Celui-ci, passant alternativement des délices du paradis aux tourments de l’enfer, ne savait plus s’il était heureux ou malheureux. Sa passion pour l’épouse de Guillaume et son amitié pour le même Guillaume suivaient une courbe croissante sans qu’il eût le courage de rompre l’une ou l’autre. Il lui arrivait de rougir quand la main de Tremaine se tendait vers lui et il devait lutter, alors, contre une folle envie de fuir mais lorsque les bras d’Agnès se nouaient à son cou, il eût volontiers étranglé le mari si d’aventure il lui était apparu à ce moment-là. D’ailleurs chaque fois qu’il se hasardait à parler sagesse, à balbutier qu’il faudrait bien un jour en finir avec ce bonheur défendu, la jeune femme lui fermait la bouche d’un baiser sans permettre qu’il s’expliquât davantage. Il serait temps d’aviser lorsque Guillaume pourrait à nouveau se déplacer…
En attendant, bien décidée à savourer longtemps encore un amour qu’elle goûtait avec un plaisir d’autant plus vif qu’il était de plus en plus pervers, Agnès s’était découvert un grand besoin d’activité.

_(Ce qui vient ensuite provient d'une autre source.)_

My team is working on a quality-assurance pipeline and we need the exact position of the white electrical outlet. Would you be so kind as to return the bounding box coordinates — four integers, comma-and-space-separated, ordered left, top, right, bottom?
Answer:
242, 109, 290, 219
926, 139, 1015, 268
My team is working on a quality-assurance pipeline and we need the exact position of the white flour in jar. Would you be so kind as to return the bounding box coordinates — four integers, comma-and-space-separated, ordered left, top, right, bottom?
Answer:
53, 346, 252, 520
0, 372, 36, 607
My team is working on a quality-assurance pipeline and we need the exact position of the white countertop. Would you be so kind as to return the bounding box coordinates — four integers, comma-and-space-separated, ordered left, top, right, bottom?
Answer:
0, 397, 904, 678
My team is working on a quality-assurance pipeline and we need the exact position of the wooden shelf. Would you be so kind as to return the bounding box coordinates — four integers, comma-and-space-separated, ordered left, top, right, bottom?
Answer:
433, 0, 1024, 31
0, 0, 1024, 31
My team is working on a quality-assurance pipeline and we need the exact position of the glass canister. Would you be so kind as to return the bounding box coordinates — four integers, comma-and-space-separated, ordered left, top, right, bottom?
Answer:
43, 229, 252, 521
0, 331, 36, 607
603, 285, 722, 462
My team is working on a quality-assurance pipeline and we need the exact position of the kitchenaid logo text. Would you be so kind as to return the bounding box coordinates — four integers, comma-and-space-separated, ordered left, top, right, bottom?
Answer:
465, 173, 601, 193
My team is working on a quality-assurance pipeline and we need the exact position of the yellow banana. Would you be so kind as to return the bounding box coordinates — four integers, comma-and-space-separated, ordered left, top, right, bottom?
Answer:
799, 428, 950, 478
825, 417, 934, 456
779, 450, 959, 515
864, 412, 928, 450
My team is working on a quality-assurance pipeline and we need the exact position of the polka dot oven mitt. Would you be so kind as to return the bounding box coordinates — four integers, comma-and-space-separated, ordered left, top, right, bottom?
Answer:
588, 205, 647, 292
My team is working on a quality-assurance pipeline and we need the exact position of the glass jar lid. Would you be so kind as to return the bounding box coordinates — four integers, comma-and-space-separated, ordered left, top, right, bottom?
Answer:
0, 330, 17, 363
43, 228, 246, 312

Elle qui jusqu’alors ne quittait guère les Treize Vents s’intéressait aux petites gens d’alentour, développant une soudaine charité que l’on attribuait à une ardente reconnaissance envers le Ciel pour avoir exaucé ses prières en lui rendant un époux très aimé. Il lui arrivait aussi de se rendre en visite chez une voisine, Mme de Rondelaire, au manoir d’Escarbosville ou chez la maîtresse d’Ourville. Peu à peu on prit l’habitude de voir son cabriolet sur les petites routes et dans les chemins de terre. On l’admira. On la bénit même…
Il ne serait venu à l’idée de personne de remarquer que les sorties de Mme Tremaine s’inscrivaient dans un quadrilatère délimité par La Pernelle, Le Vicel, Pépinvast et Fanoville. Personne, surtout, n’aurait imaginé que, certains jours – environ une fois la semaine –, le cabriolet et son beau conducteur, toujours modestement vêtu comme il convient lorsque l’on fait le bien, s’enfonçaient sous une futaie fourrée de buissons, dans le plus creux des sentiers, pour gagner une vieille tour ruinée dont il ne restait guère qu’une sorte de cave et que, là, sur un lit de fougères, la châtelaine des Treize Vents et le médecin de Saint-Vaast pratiquaient cette vieille charité bien ordonnée qui commence par soi-même. Naturellement, Pierre arrivait par un sentier différent.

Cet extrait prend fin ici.